This first-ever complaint has blown up into a challenge to the co-equal partnership and a management structure that, over 30 years, has grown Caltrain service into a national model of effectiveness, and now is modernizing the system for an even greater future. It is safe to assume that had Caltrain continued as a small and largely ineffective local rail service that none of this would be happening. It is only when Caltrain began enjoying historic levels of success that representatives from San Francisco and Santa Clara counties began sticking their fingers in the pie, rather, apparently, than paying attention to the dreadful performances of their own transit systems.

Anyway, it appears the newest recommendation is for a new governance structure that, while not sweeping, does significantly diminish the authority SamTrans has had over the management of Caltrain. A reasonable compromise might be that the Caltrain board hires the CEO and does the annual performance review. But this whole process has been anything but reasonable, and, as I said, the real risk is that the northern and southern partners will do something profoundly foolish and destroy Caltrain in the process.

The only real hope is that one or two board members from San Francisco or Santa Clara County will realize they are not solving a problem, but creating one.

Indeed, throughout this entire fiasco, there has yet to be an answer to this single, critical question: What is the problem with Caltrain that a new governance structure will fix? Other questions: Will the new structure make Caltrain service better? Will it provide more service to would-be customers in any of the three counties? Will it speed the electrification of Caltrain? Will it improve the finances of Caltrain?

As the board wrestles directly with this matter in upcoming meetings, it would be instructive if just one of the San Francisco or Santa Clara County board members were to answer just that first question.

They will not. They cannot.

So, it falls on the San Mateo County representatives to hold firm and to find a way to fend off this foolish and ill-conceived effort, and, with any luck, identify some measure of support from their partners.

The last time one of the county’s representatives tried to find common ground, San Mateo County Supervisor Dave Pine, the other partners took that as an opening through which they have charged at full speed. 

The SamTrans position has to be clear: If you want to break up the Caltrain partnership, you have to pay us money. An agreement between the partners names SamTrans as the managing partner as long as it wants to do so. This is indisputable. The same agreement indicates that if SamTrans is not the managing agency, it is entitled to the full interest on the money it advanced decades ago on behalf of the other partners to buy Caltrain and save the Peninsula rail service.
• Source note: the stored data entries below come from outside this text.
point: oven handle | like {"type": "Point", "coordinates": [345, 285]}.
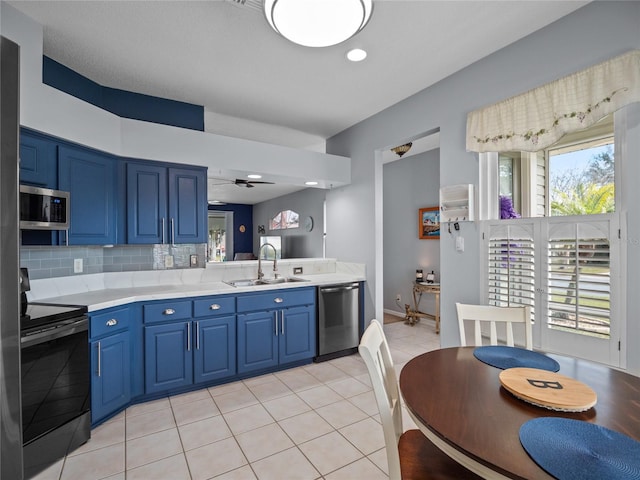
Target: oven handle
{"type": "Point", "coordinates": [81, 325]}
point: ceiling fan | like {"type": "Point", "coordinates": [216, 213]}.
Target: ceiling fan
{"type": "Point", "coordinates": [241, 182]}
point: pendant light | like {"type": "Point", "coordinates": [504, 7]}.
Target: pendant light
{"type": "Point", "coordinates": [318, 23]}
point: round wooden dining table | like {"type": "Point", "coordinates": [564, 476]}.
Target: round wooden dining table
{"type": "Point", "coordinates": [457, 401]}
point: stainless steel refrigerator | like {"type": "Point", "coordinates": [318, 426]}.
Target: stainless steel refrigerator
{"type": "Point", "coordinates": [10, 416]}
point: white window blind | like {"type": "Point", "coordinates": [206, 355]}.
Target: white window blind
{"type": "Point", "coordinates": [511, 265]}
{"type": "Point", "coordinates": [579, 278]}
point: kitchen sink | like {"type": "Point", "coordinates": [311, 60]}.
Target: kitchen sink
{"type": "Point", "coordinates": [252, 282]}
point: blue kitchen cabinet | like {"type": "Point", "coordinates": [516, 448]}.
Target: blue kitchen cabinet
{"type": "Point", "coordinates": [214, 356]}
{"type": "Point", "coordinates": [297, 340]}
{"type": "Point", "coordinates": [199, 348]}
{"type": "Point", "coordinates": [276, 328]}
{"type": "Point", "coordinates": [257, 340]}
{"type": "Point", "coordinates": [38, 160]}
{"type": "Point", "coordinates": [168, 356]}
{"type": "Point", "coordinates": [90, 177]}
{"type": "Point", "coordinates": [110, 362]}
{"type": "Point", "coordinates": [166, 204]}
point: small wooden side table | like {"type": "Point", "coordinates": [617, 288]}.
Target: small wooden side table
{"type": "Point", "coordinates": [418, 290]}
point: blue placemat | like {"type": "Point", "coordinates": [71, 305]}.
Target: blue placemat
{"type": "Point", "coordinates": [503, 357]}
{"type": "Point", "coordinates": [575, 450]}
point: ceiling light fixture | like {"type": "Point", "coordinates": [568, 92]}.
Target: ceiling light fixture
{"type": "Point", "coordinates": [317, 23]}
{"type": "Point", "coordinates": [401, 149]}
{"type": "Point", "coordinates": [356, 55]}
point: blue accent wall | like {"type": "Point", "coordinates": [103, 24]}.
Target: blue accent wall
{"type": "Point", "coordinates": [242, 215]}
{"type": "Point", "coordinates": [120, 102]}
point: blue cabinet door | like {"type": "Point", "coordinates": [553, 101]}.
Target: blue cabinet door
{"type": "Point", "coordinates": [297, 340]}
{"type": "Point", "coordinates": [187, 205]}
{"type": "Point", "coordinates": [111, 375]}
{"type": "Point", "coordinates": [168, 356]}
{"type": "Point", "coordinates": [214, 354]}
{"type": "Point", "coordinates": [38, 160]}
{"type": "Point", "coordinates": [146, 203]}
{"type": "Point", "coordinates": [89, 176]}
{"type": "Point", "coordinates": [257, 341]}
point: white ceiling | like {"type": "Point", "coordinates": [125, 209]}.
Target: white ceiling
{"type": "Point", "coordinates": [223, 55]}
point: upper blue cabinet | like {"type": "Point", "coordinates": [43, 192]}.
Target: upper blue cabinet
{"type": "Point", "coordinates": [38, 160]}
{"type": "Point", "coordinates": [166, 204]}
{"type": "Point", "coordinates": [90, 177]}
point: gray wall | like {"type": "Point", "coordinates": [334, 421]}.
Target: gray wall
{"type": "Point", "coordinates": [297, 242]}
{"type": "Point", "coordinates": [590, 35]}
{"type": "Point", "coordinates": [408, 185]}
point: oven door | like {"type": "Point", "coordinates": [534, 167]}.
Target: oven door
{"type": "Point", "coordinates": [55, 393]}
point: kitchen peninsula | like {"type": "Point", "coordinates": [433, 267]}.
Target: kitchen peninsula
{"type": "Point", "coordinates": [163, 332]}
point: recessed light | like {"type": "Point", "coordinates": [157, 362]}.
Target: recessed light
{"type": "Point", "coordinates": [356, 55]}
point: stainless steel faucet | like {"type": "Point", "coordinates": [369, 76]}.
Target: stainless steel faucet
{"type": "Point", "coordinates": [275, 261]}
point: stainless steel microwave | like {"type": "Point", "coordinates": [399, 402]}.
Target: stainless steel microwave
{"type": "Point", "coordinates": [43, 208]}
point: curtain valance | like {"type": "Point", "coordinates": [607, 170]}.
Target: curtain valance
{"type": "Point", "coordinates": [538, 118]}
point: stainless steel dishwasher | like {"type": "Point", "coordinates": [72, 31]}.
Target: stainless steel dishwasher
{"type": "Point", "coordinates": [338, 320]}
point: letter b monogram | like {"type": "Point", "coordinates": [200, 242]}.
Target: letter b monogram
{"type": "Point", "coordinates": [545, 384]}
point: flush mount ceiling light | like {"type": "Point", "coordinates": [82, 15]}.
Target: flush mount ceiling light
{"type": "Point", "coordinates": [401, 149]}
{"type": "Point", "coordinates": [317, 23]}
{"type": "Point", "coordinates": [356, 55]}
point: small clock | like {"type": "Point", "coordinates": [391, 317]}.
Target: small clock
{"type": "Point", "coordinates": [308, 224]}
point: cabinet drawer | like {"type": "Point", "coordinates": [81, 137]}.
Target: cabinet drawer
{"type": "Point", "coordinates": [103, 323]}
{"type": "Point", "coordinates": [166, 311]}
{"type": "Point", "coordinates": [276, 299]}
{"type": "Point", "coordinates": [210, 306]}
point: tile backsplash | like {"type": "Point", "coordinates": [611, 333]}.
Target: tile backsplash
{"type": "Point", "coordinates": [51, 262]}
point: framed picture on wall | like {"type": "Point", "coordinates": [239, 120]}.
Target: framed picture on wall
{"type": "Point", "coordinates": [429, 223]}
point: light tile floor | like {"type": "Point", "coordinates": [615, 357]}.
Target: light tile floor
{"type": "Point", "coordinates": [318, 421]}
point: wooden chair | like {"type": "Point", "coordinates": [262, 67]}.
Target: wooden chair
{"type": "Point", "coordinates": [410, 455]}
{"type": "Point", "coordinates": [483, 314]}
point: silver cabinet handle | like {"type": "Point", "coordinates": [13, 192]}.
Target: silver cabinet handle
{"type": "Point", "coordinates": [99, 359]}
{"type": "Point", "coordinates": [282, 322]}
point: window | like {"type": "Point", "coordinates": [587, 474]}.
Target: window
{"type": "Point", "coordinates": [284, 220]}
{"type": "Point", "coordinates": [573, 177]}
{"type": "Point", "coordinates": [579, 271]}
{"type": "Point", "coordinates": [581, 178]}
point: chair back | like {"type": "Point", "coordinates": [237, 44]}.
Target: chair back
{"type": "Point", "coordinates": [490, 314]}
{"type": "Point", "coordinates": [374, 350]}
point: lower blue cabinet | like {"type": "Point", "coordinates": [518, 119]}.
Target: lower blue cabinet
{"type": "Point", "coordinates": [274, 337]}
{"type": "Point", "coordinates": [214, 356]}
{"type": "Point", "coordinates": [110, 342]}
{"type": "Point", "coordinates": [179, 354]}
{"type": "Point", "coordinates": [111, 375]}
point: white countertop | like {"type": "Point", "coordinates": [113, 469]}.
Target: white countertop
{"type": "Point", "coordinates": [101, 298]}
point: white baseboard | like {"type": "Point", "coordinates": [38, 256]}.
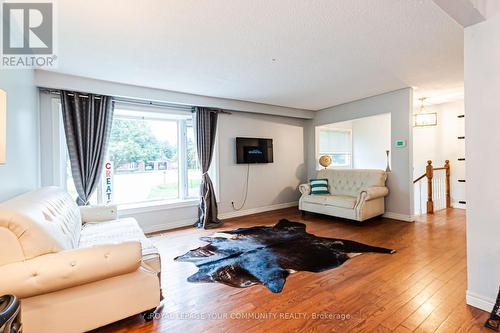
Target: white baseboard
{"type": "Point", "coordinates": [263, 209]}
{"type": "Point", "coordinates": [479, 301]}
{"type": "Point", "coordinates": [400, 217]}
{"type": "Point", "coordinates": [169, 225]}
{"type": "Point", "coordinates": [191, 222]}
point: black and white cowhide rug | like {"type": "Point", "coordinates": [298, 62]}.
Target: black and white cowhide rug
{"type": "Point", "coordinates": [267, 255]}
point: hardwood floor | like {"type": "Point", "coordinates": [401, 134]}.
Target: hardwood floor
{"type": "Point", "coordinates": [421, 288]}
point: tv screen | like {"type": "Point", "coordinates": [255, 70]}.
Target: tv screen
{"type": "Point", "coordinates": [254, 150]}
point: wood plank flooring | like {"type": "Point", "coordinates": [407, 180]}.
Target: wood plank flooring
{"type": "Point", "coordinates": [421, 288]}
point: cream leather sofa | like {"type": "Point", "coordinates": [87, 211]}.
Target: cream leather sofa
{"type": "Point", "coordinates": [74, 269]}
{"type": "Point", "coordinates": [355, 194]}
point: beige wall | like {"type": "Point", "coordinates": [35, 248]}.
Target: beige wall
{"type": "Point", "coordinates": [20, 173]}
{"type": "Point", "coordinates": [482, 107]}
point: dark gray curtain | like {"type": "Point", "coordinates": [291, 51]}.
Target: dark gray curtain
{"type": "Point", "coordinates": [87, 123]}
{"type": "Point", "coordinates": [205, 120]}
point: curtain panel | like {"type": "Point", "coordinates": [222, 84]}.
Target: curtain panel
{"type": "Point", "coordinates": [87, 122]}
{"type": "Point", "coordinates": [205, 120]}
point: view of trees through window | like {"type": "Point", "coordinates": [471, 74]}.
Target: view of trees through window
{"type": "Point", "coordinates": [145, 156]}
{"type": "Point", "coordinates": [152, 159]}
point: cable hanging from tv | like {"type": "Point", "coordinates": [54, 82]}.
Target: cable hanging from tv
{"type": "Point", "coordinates": [246, 191]}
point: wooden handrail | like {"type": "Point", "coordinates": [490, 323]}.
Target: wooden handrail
{"type": "Point", "coordinates": [429, 173]}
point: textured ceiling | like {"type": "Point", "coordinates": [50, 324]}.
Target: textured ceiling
{"type": "Point", "coordinates": [297, 53]}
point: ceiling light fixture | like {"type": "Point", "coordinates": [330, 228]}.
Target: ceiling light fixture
{"type": "Point", "coordinates": [423, 118]}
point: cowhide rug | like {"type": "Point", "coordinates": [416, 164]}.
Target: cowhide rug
{"type": "Point", "coordinates": [267, 255]}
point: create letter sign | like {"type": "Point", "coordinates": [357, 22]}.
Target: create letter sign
{"type": "Point", "coordinates": [108, 182]}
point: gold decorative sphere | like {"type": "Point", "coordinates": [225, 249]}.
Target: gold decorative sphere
{"type": "Point", "coordinates": [325, 161]}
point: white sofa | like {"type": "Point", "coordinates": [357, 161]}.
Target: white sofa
{"type": "Point", "coordinates": [355, 194]}
{"type": "Point", "coordinates": [74, 269]}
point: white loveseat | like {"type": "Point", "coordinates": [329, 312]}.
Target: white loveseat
{"type": "Point", "coordinates": [355, 194]}
{"type": "Point", "coordinates": [74, 269]}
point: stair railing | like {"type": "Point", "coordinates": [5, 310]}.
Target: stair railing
{"type": "Point", "coordinates": [437, 192]}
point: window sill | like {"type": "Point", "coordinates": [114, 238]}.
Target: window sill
{"type": "Point", "coordinates": [145, 207]}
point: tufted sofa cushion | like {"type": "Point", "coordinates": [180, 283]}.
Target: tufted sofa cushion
{"type": "Point", "coordinates": [44, 221]}
{"type": "Point", "coordinates": [120, 231]}
{"type": "Point", "coordinates": [351, 182]}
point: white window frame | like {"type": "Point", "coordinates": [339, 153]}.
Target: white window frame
{"type": "Point", "coordinates": [321, 153]}
{"type": "Point", "coordinates": [54, 154]}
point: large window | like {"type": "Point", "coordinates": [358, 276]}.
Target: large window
{"type": "Point", "coordinates": [151, 158]}
{"type": "Point", "coordinates": [337, 143]}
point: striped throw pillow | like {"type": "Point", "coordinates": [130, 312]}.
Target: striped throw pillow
{"type": "Point", "coordinates": [319, 186]}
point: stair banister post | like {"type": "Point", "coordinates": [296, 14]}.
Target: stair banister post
{"type": "Point", "coordinates": [429, 172]}
{"type": "Point", "coordinates": [448, 195]}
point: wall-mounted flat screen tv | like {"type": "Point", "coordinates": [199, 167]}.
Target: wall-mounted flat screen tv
{"type": "Point", "coordinates": [254, 150]}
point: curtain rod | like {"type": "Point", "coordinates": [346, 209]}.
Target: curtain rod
{"type": "Point", "coordinates": [136, 101]}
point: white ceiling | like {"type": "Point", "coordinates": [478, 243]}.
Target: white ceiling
{"type": "Point", "coordinates": [296, 53]}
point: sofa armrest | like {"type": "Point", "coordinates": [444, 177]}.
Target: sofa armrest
{"type": "Point", "coordinates": [66, 269]}
{"type": "Point", "coordinates": [374, 192]}
{"type": "Point", "coordinates": [305, 189]}
{"type": "Point", "coordinates": [98, 213]}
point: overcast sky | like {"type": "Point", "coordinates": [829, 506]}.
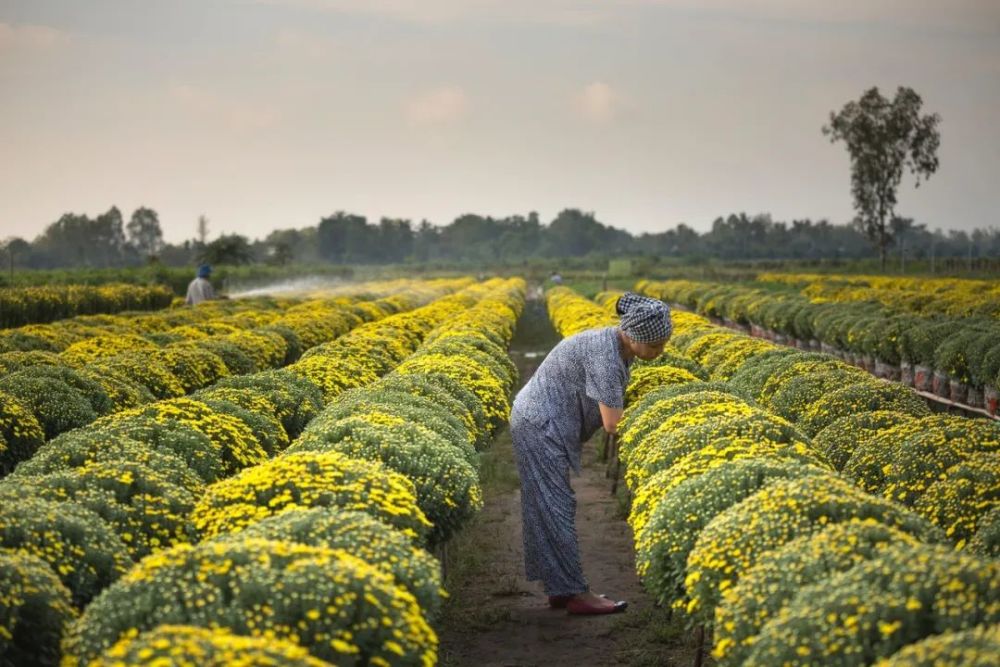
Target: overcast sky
{"type": "Point", "coordinates": [264, 114]}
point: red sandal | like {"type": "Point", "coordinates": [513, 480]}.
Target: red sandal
{"type": "Point", "coordinates": [579, 607]}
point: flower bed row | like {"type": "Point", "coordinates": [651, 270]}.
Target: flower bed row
{"type": "Point", "coordinates": [955, 297]}
{"type": "Point", "coordinates": [349, 584]}
{"type": "Point", "coordinates": [955, 358]}
{"type": "Point", "coordinates": [34, 305]}
{"type": "Point", "coordinates": [43, 394]}
{"type": "Point", "coordinates": [744, 524]}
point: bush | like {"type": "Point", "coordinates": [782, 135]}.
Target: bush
{"type": "Point", "coordinates": [296, 400]}
{"type": "Point", "coordinates": [35, 609]}
{"type": "Point", "coordinates": [446, 484]}
{"type": "Point", "coordinates": [21, 434]}
{"type": "Point", "coordinates": [254, 413]}
{"type": "Point", "coordinates": [168, 645]}
{"type": "Point", "coordinates": [778, 513]}
{"type": "Point", "coordinates": [237, 362]}
{"type": "Point", "coordinates": [905, 594]}
{"type": "Point", "coordinates": [876, 458]}
{"type": "Point", "coordinates": [779, 574]}
{"type": "Point", "coordinates": [978, 647]}
{"type": "Point", "coordinates": [334, 605]}
{"type": "Point", "coordinates": [363, 536]}
{"type": "Point", "coordinates": [57, 406]}
{"type": "Point", "coordinates": [238, 445]}
{"type": "Point", "coordinates": [201, 454]}
{"type": "Point", "coordinates": [77, 544]}
{"type": "Point", "coordinates": [144, 370]}
{"type": "Point", "coordinates": [986, 541]}
{"type": "Point", "coordinates": [860, 398]}
{"type": "Point", "coordinates": [799, 394]}
{"type": "Point", "coordinates": [839, 439]}
{"type": "Point", "coordinates": [963, 496]}
{"type": "Point", "coordinates": [141, 506]}
{"type": "Point", "coordinates": [646, 379]}
{"type": "Point", "coordinates": [83, 447]}
{"type": "Point", "coordinates": [663, 545]}
{"type": "Point", "coordinates": [448, 392]}
{"type": "Point", "coordinates": [310, 480]}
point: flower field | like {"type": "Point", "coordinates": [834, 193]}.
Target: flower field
{"type": "Point", "coordinates": [802, 510]}
{"type": "Point", "coordinates": [940, 336]}
{"type": "Point", "coordinates": [283, 514]}
{"type": "Point", "coordinates": [36, 305]}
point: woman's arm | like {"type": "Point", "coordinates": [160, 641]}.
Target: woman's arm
{"type": "Point", "coordinates": [610, 417]}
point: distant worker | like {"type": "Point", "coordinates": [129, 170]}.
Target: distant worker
{"type": "Point", "coordinates": [200, 289]}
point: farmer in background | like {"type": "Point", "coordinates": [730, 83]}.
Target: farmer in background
{"type": "Point", "coordinates": [579, 387]}
{"type": "Point", "coordinates": [200, 289]}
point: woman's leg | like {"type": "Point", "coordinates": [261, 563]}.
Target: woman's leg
{"type": "Point", "coordinates": [548, 507]}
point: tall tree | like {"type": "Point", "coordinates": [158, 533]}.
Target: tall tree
{"type": "Point", "coordinates": [883, 138]}
{"type": "Point", "coordinates": [144, 233]}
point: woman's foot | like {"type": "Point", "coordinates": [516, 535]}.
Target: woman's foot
{"type": "Point", "coordinates": [589, 603]}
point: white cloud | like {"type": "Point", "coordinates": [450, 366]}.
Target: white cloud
{"type": "Point", "coordinates": [211, 107]}
{"type": "Point", "coordinates": [437, 107]}
{"type": "Point", "coordinates": [598, 102]}
{"type": "Point", "coordinates": [35, 37]}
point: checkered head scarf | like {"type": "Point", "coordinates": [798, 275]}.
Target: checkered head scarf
{"type": "Point", "coordinates": [643, 319]}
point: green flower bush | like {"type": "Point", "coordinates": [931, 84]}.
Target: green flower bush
{"type": "Point", "coordinates": [148, 372]}
{"type": "Point", "coordinates": [238, 445]}
{"type": "Point", "coordinates": [21, 434]}
{"type": "Point", "coordinates": [799, 393]}
{"type": "Point", "coordinates": [83, 447]}
{"type": "Point", "coordinates": [296, 400]}
{"type": "Point", "coordinates": [858, 398]}
{"type": "Point", "coordinates": [144, 509]}
{"type": "Point", "coordinates": [780, 574]}
{"type": "Point", "coordinates": [778, 513]}
{"type": "Point", "coordinates": [78, 545]}
{"type": "Point", "coordinates": [838, 440]}
{"type": "Point", "coordinates": [35, 609]}
{"type": "Point", "coordinates": [363, 536]}
{"type": "Point", "coordinates": [964, 495]}
{"type": "Point", "coordinates": [905, 594]}
{"type": "Point", "coordinates": [169, 645]}
{"type": "Point", "coordinates": [978, 647]}
{"type": "Point", "coordinates": [663, 546]}
{"type": "Point", "coordinates": [446, 483]}
{"type": "Point", "coordinates": [986, 541]}
{"type": "Point", "coordinates": [200, 453]}
{"type": "Point", "coordinates": [57, 406]}
{"type": "Point", "coordinates": [296, 481]}
{"type": "Point", "coordinates": [334, 605]}
{"type": "Point", "coordinates": [447, 392]}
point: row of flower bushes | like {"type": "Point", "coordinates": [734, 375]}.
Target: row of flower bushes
{"type": "Point", "coordinates": [956, 358]}
{"type": "Point", "coordinates": [43, 394]}
{"type": "Point", "coordinates": [744, 524]}
{"type": "Point", "coordinates": [33, 305]}
{"type": "Point", "coordinates": [275, 562]}
{"type": "Point", "coordinates": [956, 297]}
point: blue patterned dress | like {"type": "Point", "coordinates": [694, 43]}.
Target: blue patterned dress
{"type": "Point", "coordinates": [552, 416]}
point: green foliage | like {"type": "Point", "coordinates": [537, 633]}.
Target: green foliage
{"type": "Point", "coordinates": [77, 544]}
{"type": "Point", "coordinates": [35, 609]}
{"type": "Point", "coordinates": [335, 605]}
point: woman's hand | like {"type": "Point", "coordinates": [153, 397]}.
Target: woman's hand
{"type": "Point", "coordinates": [610, 417]}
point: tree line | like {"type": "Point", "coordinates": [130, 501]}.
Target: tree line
{"type": "Point", "coordinates": [107, 240]}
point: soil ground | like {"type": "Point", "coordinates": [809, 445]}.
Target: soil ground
{"type": "Point", "coordinates": [496, 618]}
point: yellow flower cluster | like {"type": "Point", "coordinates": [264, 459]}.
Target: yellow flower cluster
{"type": "Point", "coordinates": [27, 305]}
{"type": "Point", "coordinates": [189, 646]}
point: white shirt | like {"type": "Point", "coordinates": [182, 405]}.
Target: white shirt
{"type": "Point", "coordinates": [199, 290]}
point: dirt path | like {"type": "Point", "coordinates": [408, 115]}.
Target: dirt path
{"type": "Point", "coordinates": [497, 618]}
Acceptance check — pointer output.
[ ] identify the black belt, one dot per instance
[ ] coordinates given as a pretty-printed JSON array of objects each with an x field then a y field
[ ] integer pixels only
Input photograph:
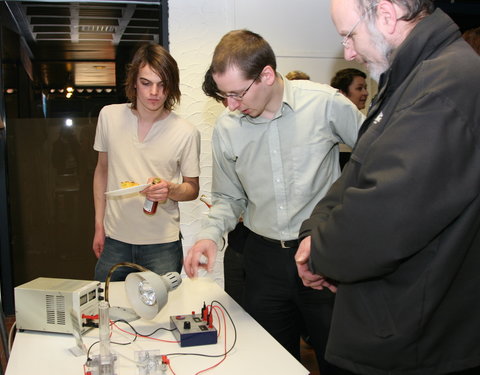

Despite a mythology promulgated by the partners, SamTrans has continued to subsidize Caltrain, largely through staffing costs that never have been fully captured in the Caltrain budget.

This is what needs to be the clear message: Pay us or leave Caltrain alone.

FREE BRISBANE! In last week’s clarion call to lift Brisbane from the yoke of the 415 area code, recovering journalist David Burruto pointed out — I just knew this was going to happen — that the Bayshore area of Daly City also is outside the warm embrace of the 650 area code. So, yes, them, too. Free Brisbane/Bayshore!